Aux premiers chants d’oiseaux du matin, il se réveilla et pour se rafraîchir un peu, il alla à la source du Roucadel. Et là, se frottant les yeux, il vit près des amélanchiers en fleurs, nues et riant comme des folles en se disputant l’eau du rocher, trois jeunes femmes comme en or, trois « fades » sans doute ! Les trois fées dont sa grand-mère lui avait parlé autrefois, lorsqu’elle allait garder par ces « travers » et dont il fallait se méfier.

Aussi surprise que le berger, l’une des fées lui dit : « Tu ne dois jamais raconter ce que tu vois ici ce matin. Ce doit être un secret entre nous ; et pour toujours. Mais pour te récompenser du silence que nous te demandons, nous voulons bien, puisque nous avons le pouvoir des fées, exhausser l’un de tes désirs. Fais un vœu et nous le réaliserons ».

Jeantou pensa de suite à ce chemin entre ces deux causses, si pénible, ce chemin qu’il faisait tous les dimanches et qui le séparait si cruellement de sa mie.

« On n’efface pas un chemin, bon ou mauvais » dit la plus jeune des fées. Mais la fée aînée, plus expérimentée proposa de lancer un pont, par-dessus les gorges de la Jonte entre les deux causses.

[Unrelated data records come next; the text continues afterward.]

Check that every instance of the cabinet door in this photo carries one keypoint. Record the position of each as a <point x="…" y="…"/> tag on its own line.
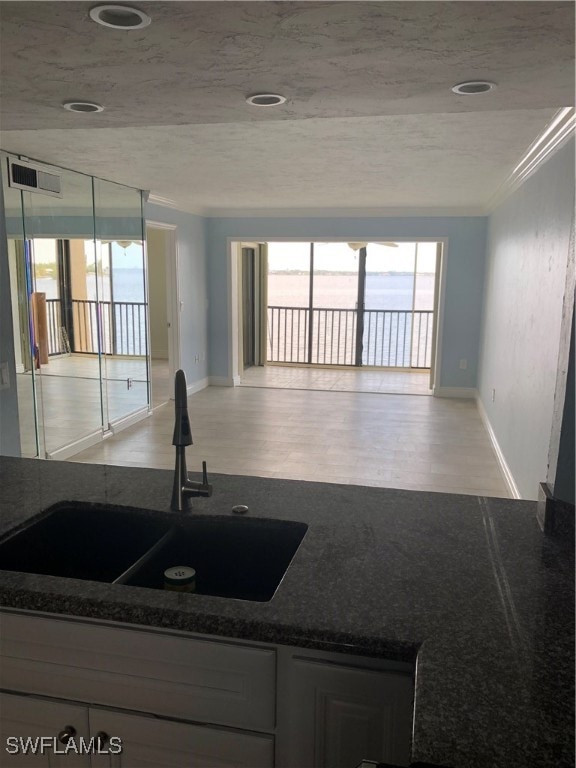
<point x="337" y="716"/>
<point x="24" y="720"/>
<point x="149" y="742"/>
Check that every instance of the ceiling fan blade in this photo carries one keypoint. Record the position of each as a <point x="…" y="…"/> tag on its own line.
<point x="357" y="246"/>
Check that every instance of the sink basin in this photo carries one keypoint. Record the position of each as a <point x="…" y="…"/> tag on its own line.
<point x="236" y="557"/>
<point x="82" y="541"/>
<point x="241" y="558"/>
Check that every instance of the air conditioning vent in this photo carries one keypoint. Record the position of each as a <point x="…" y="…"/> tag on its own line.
<point x="23" y="175"/>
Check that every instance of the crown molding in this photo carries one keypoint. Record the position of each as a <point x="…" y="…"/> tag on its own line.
<point x="348" y="213"/>
<point x="166" y="202"/>
<point x="554" y="135"/>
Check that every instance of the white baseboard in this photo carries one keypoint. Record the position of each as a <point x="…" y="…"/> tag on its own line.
<point x="128" y="421"/>
<point x="197" y="386"/>
<point x="224" y="381"/>
<point x="508" y="476"/>
<point x="469" y="392"/>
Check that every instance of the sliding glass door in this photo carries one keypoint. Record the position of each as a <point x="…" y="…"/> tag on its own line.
<point x="356" y="304"/>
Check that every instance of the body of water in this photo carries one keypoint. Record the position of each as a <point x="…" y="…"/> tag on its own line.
<point x="341" y="291"/>
<point x="128" y="286"/>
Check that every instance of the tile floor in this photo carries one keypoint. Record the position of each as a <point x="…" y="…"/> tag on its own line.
<point x="364" y="438"/>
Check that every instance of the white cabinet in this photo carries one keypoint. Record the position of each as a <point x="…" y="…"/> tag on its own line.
<point x="337" y="714"/>
<point x="148" y="742"/>
<point x="34" y="731"/>
<point x="24" y="719"/>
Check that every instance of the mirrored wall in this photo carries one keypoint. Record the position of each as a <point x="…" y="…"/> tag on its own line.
<point x="79" y="310"/>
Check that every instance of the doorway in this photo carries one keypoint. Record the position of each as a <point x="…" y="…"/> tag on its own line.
<point x="163" y="301"/>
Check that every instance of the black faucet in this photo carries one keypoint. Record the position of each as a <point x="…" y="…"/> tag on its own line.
<point x="184" y="489"/>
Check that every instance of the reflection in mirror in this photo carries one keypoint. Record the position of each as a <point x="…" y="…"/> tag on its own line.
<point x="69" y="402"/>
<point x="122" y="287"/>
<point x="79" y="311"/>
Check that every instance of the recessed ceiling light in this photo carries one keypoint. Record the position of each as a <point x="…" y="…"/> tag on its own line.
<point x="472" y="87"/>
<point x="266" y="100"/>
<point x="82" y="106"/>
<point x="120" y="17"/>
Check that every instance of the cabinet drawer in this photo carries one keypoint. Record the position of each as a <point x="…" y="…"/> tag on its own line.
<point x="185" y="677"/>
<point x="151" y="743"/>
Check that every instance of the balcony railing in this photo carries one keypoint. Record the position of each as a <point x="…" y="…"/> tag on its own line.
<point x="119" y="325"/>
<point x="329" y="336"/>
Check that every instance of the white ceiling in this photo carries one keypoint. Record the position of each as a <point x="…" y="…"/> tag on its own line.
<point x="370" y="121"/>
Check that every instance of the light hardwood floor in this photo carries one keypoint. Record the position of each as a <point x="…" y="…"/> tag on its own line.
<point x="336" y="379"/>
<point x="364" y="438"/>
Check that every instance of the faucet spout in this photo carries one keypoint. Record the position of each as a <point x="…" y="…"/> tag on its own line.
<point x="182" y="433"/>
<point x="183" y="489"/>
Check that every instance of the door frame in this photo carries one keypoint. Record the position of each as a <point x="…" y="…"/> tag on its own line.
<point x="173" y="303"/>
<point x="234" y="246"/>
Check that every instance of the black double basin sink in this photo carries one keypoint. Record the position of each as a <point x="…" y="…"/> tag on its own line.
<point x="242" y="558"/>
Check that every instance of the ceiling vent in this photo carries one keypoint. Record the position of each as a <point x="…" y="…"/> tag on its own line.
<point x="23" y="175"/>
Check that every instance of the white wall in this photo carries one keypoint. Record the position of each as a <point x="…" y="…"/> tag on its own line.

« C’est cela, dit Jeantou, tout exalté, un pont allant du bord du causse au bord d’en face. Plus besoin alors de descendre pour remonter. Oui, un pont voilà ce que je souhaite »

« Puisqu’ainsi est ton souhait, nous le réaliserons, dit l’une des fées, mais à une condition : tu ne dois rien dire, rien à l’auberge, rien dans les veillées, rien au café à la sortie de la messe, rien à personne ! Ni à ta mie ni à ton patron. Rien à Hyelzas, rien à Veyreau. Absolument rien. Si tu en disais la moindre parole, le pont serait en grand danger et nous avec. »

L’affaire fut conclue ainsi.

Tandis que Jeantou regagnait Hyelzas, les fées se mirent à l’ouvrage. D’abord pour y accrocher leur pont, elles choisirent l’arcade qui faisait promontoire par-dessus la Jonte, puis, abattant et ajustant les troncs de chênes rouvres, poussant nombreux sur la pente, elles entreprirent le pont.

Vue plongeante sur l’arcade des bergers © Guy Chalmeton

Chaque soir, après avoir terminé son travail, il venait vérifier l’avancée du pont qui s’élançait bien dans les airs, traversant peu à peu les gorges, léger, mais solide, soutenu dans le vide par magie : un pont de fée.

L’envie d’en parler le démangeait, mais il se souvenait du silence demandé et gardait fermement le secret.

Le pont terminé, aérien, et se balançant comme une toile d’araignée entre les deux hautes rives, Jeantou ne put s’empêcher de pousser un cri de joie, un cri que les hautes falaises se renvoyèrent de l’une à l’autre en un long écho qui se prolongea longtemps dans les gorges. 

Le pont s’abattit dans un fracas énorme.

Jeantou, courut, comme un fou, vers la source pour retrouver les fées et s’excuser pour la promesse non tenue, mais les trois fées s’étaient figées en trois rochers que l’on peut encore voir, pierres grises dont la plus petite était la plus jeune des fées.

Cette légende est ancienne. Elle a été contée à Armand Pratlong (1924-2015) par son père en 1936. Afin que cette histoire ne soit perdue, Roger Lagrave l’a retranscrite dans une brochure qu’il m’avait fait parvenir il y a trois ans, et qu’il m’a été agréable de vous raconter aujourd’hui.